Abstract: FR-PO0016
Intradialytic Arterial Oxygen Saturation Instability and Its Association with Clinical Characteristics in Patients on Maintenance Hemodialysis
Session Information
- Artificial Intelligence and Digital Health at the Bedside
November 07, 2025 | Location: Exhibit Hall, Convention Center
Abstract Time: 10:00 AM - 12:00 PM
Category: Artificial Intelligence, Digital Health, and Data Science
- 300 Artificial Intelligence, Digital Health, and Data Science
Authors
- Nandorine Ban, Andrea, Renal Research Institute, New York, New York, United States
- Desai, Priya, Renal Research Institute, New York, New York, United States
- Kotanko, Peter, Renal Research Institute, New York, New York, United States
- Usvyat, Len A., Renal Research Institute, New York, New York, United States
- Zhang, Hanjie, Renal Research Institute, New York, New York, United States
Background
Intradialytic hypoxemia is common yet underrecognized in hemodialysis (HD) and may contribute to adverse outcomes.
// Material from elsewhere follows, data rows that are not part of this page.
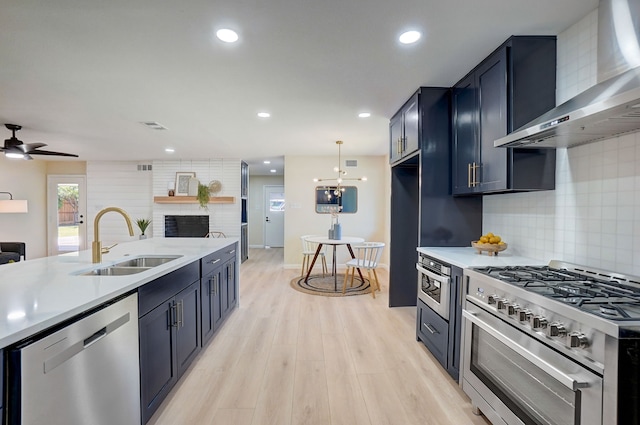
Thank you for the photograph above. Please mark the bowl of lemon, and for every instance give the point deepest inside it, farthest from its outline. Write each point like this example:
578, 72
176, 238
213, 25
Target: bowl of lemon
492, 244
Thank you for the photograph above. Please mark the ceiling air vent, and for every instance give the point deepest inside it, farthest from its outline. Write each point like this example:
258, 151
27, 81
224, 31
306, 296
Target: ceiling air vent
154, 125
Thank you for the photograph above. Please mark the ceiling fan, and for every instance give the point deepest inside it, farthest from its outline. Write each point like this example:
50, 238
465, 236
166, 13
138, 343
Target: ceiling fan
14, 148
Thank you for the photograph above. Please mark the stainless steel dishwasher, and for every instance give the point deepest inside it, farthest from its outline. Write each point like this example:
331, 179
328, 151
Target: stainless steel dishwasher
86, 372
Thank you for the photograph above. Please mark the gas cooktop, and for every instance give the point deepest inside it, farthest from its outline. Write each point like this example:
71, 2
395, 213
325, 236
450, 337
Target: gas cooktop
608, 295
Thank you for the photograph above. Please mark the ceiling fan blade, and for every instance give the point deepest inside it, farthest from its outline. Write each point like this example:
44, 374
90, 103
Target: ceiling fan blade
50, 153
28, 147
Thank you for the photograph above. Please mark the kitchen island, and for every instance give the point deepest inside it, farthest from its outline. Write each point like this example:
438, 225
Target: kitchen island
40, 293
178, 292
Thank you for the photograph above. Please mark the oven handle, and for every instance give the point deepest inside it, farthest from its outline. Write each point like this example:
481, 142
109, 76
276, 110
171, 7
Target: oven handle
444, 280
560, 376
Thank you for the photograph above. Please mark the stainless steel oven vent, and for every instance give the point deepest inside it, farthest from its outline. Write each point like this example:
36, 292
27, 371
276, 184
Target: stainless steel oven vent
608, 109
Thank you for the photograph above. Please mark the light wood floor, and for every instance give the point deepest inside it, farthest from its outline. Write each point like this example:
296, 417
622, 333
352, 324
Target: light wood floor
288, 358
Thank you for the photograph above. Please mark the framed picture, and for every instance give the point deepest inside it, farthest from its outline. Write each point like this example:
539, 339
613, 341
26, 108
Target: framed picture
182, 182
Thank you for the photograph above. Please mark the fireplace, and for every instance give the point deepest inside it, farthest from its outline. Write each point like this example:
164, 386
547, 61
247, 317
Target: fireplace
186, 226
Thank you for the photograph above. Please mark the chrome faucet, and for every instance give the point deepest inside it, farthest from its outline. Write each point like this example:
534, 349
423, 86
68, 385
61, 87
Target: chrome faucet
96, 246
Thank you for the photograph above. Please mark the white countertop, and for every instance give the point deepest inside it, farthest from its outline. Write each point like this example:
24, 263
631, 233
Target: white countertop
465, 257
36, 294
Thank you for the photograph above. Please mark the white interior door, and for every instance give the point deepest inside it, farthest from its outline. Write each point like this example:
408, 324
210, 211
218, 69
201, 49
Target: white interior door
66, 214
274, 216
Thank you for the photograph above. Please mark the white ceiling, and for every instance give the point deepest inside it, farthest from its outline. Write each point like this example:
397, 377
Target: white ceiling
80, 75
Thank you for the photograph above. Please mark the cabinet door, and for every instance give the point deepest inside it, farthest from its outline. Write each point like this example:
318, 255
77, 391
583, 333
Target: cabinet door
395, 138
188, 329
232, 292
158, 368
207, 286
465, 137
492, 97
411, 137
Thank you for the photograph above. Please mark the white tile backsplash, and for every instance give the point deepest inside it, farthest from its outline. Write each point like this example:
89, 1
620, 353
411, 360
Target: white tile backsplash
592, 217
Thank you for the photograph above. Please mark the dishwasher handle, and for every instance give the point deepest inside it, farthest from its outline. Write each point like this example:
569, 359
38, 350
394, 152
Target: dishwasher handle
73, 350
95, 337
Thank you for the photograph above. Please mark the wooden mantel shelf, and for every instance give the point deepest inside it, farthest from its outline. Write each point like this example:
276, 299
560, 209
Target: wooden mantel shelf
193, 199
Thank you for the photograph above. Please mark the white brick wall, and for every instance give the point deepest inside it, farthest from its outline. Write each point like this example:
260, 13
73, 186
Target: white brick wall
222, 217
120, 184
593, 216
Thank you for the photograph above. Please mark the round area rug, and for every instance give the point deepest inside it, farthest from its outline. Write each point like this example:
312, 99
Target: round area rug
318, 285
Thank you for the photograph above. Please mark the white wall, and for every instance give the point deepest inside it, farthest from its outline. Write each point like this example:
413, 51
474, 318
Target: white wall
255, 207
371, 222
593, 216
117, 184
25, 180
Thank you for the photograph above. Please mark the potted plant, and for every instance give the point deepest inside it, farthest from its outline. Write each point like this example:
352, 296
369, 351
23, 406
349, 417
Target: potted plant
203, 195
143, 224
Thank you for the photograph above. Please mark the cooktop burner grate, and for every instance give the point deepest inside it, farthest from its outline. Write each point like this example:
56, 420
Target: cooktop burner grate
610, 299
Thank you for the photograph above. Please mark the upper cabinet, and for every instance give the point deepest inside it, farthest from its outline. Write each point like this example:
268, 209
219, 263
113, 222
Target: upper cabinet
404, 131
514, 85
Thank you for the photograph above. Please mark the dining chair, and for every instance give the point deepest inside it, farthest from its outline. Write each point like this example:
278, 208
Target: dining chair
215, 234
308, 251
367, 256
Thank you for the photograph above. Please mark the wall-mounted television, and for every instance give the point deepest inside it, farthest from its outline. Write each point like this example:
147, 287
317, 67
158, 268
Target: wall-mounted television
186, 226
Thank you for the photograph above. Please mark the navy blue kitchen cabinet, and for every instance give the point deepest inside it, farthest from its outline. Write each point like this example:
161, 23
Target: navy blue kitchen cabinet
169, 333
230, 285
211, 303
404, 133
423, 210
218, 289
455, 320
1, 385
513, 86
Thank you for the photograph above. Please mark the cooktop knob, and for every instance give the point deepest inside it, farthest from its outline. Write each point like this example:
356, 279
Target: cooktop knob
578, 340
524, 315
538, 322
557, 330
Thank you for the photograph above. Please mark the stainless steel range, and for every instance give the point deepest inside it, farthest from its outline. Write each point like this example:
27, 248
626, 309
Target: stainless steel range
557, 344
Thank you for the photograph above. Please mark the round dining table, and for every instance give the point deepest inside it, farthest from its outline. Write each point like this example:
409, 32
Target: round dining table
323, 240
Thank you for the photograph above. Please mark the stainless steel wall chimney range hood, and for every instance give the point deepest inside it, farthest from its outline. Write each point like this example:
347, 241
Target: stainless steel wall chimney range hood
608, 109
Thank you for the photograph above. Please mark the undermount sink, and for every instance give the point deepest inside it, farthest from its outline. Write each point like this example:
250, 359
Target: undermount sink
114, 271
130, 266
148, 261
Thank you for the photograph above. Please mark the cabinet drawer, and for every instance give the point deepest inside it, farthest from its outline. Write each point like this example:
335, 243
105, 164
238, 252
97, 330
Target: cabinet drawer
155, 292
433, 331
213, 261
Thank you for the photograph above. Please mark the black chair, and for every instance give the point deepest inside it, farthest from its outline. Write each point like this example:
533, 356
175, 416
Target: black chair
12, 251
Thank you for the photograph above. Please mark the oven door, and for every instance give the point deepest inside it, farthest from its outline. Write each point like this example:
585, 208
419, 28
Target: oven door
515, 379
434, 290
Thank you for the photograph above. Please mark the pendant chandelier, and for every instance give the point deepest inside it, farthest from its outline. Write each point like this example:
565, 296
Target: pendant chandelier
337, 189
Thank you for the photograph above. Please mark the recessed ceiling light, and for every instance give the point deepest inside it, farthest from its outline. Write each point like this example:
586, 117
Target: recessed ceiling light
154, 125
409, 37
227, 35
14, 155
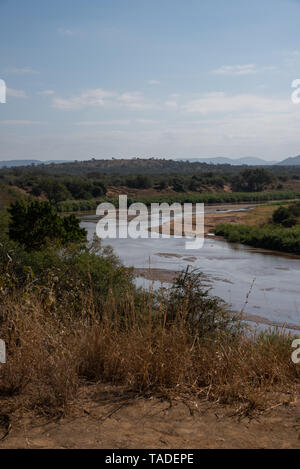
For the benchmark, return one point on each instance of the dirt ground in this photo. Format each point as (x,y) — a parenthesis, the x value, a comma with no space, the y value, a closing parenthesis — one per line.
(105,418)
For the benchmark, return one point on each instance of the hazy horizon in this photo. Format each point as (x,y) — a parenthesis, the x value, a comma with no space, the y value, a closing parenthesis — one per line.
(149,79)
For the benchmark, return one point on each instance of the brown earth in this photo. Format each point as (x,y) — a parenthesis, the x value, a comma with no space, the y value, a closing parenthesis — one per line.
(107,417)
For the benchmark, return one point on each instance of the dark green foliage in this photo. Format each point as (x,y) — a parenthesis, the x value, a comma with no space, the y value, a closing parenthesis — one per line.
(252,180)
(33,224)
(189,301)
(287,216)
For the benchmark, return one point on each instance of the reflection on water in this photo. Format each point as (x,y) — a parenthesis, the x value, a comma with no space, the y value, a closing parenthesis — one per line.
(231,270)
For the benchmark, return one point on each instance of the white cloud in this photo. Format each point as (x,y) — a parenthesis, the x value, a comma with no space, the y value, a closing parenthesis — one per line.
(16,93)
(239,70)
(102,123)
(135,100)
(100,98)
(66,32)
(21,122)
(171,104)
(46,92)
(292,57)
(223,103)
(89,98)
(20,71)
(153,82)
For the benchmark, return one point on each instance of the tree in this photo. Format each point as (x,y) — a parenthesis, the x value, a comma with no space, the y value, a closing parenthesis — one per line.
(33,224)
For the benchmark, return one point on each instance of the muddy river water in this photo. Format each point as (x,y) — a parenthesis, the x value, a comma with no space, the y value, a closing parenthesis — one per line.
(229,269)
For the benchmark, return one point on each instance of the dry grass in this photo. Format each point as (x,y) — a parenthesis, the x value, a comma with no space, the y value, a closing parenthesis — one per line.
(50,355)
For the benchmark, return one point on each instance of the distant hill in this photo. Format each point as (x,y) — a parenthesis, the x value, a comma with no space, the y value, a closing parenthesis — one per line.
(251,161)
(292,161)
(16,163)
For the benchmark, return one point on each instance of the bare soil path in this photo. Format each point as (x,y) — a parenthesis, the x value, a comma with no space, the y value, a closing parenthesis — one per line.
(104,417)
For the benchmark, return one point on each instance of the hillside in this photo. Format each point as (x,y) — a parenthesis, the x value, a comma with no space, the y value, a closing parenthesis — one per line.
(292,161)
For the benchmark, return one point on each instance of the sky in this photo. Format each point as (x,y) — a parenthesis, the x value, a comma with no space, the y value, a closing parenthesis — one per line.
(139,78)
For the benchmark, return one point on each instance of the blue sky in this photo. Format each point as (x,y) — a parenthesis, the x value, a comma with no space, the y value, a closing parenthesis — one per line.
(162,78)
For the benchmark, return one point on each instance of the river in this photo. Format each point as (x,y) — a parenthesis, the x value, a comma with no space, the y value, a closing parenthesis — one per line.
(230,270)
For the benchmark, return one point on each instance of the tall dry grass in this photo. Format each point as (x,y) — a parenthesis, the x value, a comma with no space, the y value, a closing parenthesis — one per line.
(51,354)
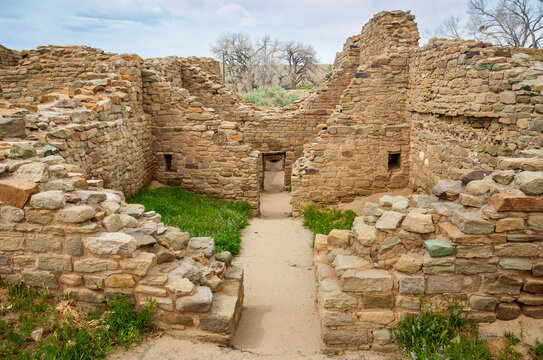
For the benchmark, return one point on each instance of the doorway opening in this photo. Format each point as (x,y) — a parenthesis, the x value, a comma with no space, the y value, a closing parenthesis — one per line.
(273,165)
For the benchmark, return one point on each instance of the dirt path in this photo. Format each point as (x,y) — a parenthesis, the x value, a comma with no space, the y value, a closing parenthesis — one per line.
(279,319)
(279,315)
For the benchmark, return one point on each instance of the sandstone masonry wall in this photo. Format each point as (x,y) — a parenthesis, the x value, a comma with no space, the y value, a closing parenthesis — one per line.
(8,57)
(477,240)
(99,125)
(365,146)
(469,104)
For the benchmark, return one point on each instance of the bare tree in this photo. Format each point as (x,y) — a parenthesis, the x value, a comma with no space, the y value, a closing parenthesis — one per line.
(450,28)
(301,60)
(511,23)
(266,71)
(239,54)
Sleep apnea, marked by intermittent saw-tooth patterns (STP) of arterial oxygen saturation (SaO2), may cause hypoxemia. This study examined the association between frequent intradialytic SaO2 instability and patient characteristics.
Methods
We analyzed SaO2 data from a large U.S. HD cohort monitored with the Crit-Line device (Fresenius Medical Care) from Jan 2021 to July 2023. Intradialytic SaO2 was recorded every 10 seconds. A one-dimensional convolutional neural network (Zhang, BMC Nephrology, 2025) was used to identify STP in five-minute intervals (Figure 1). Based on patient-level STP frequency, we categorized subjects into three groups: <5%, 5–29%, and ≥30%. Patient demographics and clinical parameters were compared across groups using unadjusted ANOVA and chi-squared tests.
Results
We analyzed 3,162,834 HD sessions from 37,256 in-center patients (Table 1). STP rate was significantly associated with male sex, diabetes, congestive heart failure, body weight and intradialytic blood pressure decline (all P-values < 0.001).
Conclusion
Frequent intradialytic SaO2 instability is associated with distinct clinical characteristics. Understanding the etiology of STP and their association with hard outcomes warrants further analysis.
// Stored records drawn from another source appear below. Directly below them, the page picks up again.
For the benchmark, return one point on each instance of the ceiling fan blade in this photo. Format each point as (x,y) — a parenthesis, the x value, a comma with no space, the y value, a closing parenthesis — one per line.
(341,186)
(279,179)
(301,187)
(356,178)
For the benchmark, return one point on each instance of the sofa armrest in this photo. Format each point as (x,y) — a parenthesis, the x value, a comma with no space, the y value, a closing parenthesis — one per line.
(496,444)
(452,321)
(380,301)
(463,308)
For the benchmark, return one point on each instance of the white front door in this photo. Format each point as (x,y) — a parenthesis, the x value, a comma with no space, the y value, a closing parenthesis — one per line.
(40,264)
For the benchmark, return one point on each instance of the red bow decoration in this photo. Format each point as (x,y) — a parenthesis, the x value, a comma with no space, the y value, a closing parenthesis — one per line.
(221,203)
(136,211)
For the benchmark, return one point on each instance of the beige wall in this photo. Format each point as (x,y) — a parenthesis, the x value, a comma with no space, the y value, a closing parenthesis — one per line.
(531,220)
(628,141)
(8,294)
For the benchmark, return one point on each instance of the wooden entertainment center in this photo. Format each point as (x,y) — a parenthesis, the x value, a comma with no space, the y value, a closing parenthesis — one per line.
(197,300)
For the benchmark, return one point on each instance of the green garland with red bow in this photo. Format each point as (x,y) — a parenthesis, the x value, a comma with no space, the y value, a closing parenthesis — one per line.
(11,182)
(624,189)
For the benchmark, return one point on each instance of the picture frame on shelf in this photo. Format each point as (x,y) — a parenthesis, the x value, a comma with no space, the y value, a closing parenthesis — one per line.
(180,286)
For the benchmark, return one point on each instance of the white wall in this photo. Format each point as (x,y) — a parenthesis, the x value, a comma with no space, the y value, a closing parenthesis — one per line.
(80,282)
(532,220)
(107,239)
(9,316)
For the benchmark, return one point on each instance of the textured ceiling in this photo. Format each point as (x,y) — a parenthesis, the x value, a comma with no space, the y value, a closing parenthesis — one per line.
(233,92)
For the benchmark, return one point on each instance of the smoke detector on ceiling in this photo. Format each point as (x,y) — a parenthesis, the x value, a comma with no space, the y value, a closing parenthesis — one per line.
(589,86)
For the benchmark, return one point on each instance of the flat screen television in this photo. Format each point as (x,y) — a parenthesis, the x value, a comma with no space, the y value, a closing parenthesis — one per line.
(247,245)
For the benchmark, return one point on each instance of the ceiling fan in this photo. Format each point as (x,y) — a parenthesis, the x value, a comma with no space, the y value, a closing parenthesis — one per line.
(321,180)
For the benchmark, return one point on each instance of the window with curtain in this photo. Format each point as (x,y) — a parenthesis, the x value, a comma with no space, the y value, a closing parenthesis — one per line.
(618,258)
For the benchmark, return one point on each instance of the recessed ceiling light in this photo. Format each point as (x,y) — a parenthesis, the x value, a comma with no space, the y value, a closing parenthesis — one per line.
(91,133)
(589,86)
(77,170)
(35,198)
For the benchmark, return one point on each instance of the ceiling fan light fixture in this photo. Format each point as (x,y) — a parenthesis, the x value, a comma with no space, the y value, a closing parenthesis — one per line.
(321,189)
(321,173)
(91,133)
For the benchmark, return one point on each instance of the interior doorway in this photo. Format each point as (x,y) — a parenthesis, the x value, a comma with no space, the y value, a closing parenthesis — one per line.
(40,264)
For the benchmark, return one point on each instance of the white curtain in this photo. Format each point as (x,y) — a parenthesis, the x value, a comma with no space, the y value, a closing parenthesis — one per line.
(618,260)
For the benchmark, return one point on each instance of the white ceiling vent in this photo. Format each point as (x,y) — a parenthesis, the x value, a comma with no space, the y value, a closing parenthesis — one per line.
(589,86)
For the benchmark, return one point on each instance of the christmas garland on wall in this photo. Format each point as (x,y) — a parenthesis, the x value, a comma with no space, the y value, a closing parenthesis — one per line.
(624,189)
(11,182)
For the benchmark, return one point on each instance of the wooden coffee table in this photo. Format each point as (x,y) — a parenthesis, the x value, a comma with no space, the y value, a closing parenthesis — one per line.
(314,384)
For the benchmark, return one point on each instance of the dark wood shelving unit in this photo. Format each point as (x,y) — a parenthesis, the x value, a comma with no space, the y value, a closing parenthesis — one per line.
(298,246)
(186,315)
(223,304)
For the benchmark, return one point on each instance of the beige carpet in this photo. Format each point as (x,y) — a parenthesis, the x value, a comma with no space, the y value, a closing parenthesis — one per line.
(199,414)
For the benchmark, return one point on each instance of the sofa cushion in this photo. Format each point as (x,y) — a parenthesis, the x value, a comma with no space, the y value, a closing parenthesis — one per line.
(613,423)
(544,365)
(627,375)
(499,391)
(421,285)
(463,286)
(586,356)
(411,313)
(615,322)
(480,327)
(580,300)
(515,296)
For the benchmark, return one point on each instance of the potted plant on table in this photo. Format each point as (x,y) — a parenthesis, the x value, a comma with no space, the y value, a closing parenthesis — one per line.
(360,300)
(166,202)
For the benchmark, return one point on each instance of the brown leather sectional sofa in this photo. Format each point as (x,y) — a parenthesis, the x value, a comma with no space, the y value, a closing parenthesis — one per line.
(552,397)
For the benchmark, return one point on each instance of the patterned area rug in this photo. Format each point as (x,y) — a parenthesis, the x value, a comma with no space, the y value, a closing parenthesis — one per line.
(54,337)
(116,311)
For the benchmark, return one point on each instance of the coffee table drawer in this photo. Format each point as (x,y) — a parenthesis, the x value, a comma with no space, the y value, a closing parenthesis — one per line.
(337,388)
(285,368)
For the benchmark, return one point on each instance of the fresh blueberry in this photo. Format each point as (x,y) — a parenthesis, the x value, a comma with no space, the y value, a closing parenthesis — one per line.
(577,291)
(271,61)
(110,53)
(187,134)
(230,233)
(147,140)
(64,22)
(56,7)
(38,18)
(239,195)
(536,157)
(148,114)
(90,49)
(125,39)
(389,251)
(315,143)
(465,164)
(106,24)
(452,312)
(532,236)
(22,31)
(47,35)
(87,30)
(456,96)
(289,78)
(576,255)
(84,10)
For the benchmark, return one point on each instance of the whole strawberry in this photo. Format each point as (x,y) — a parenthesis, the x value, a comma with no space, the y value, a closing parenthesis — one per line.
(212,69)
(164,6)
Figure 1: Intradialytic SaO2 during dialysis. STP segments shown in orange; non-STP in purple.
Table 1: Patient characteristics stratified by STP rate. Continuous variables reported as mean ± standard deviation, categorical variables as proportions.
Funding
- Commercial Support – Renal Research Institute LLC, a wholly owned subsidiary of Fresenius Medical Care Holdings Inc.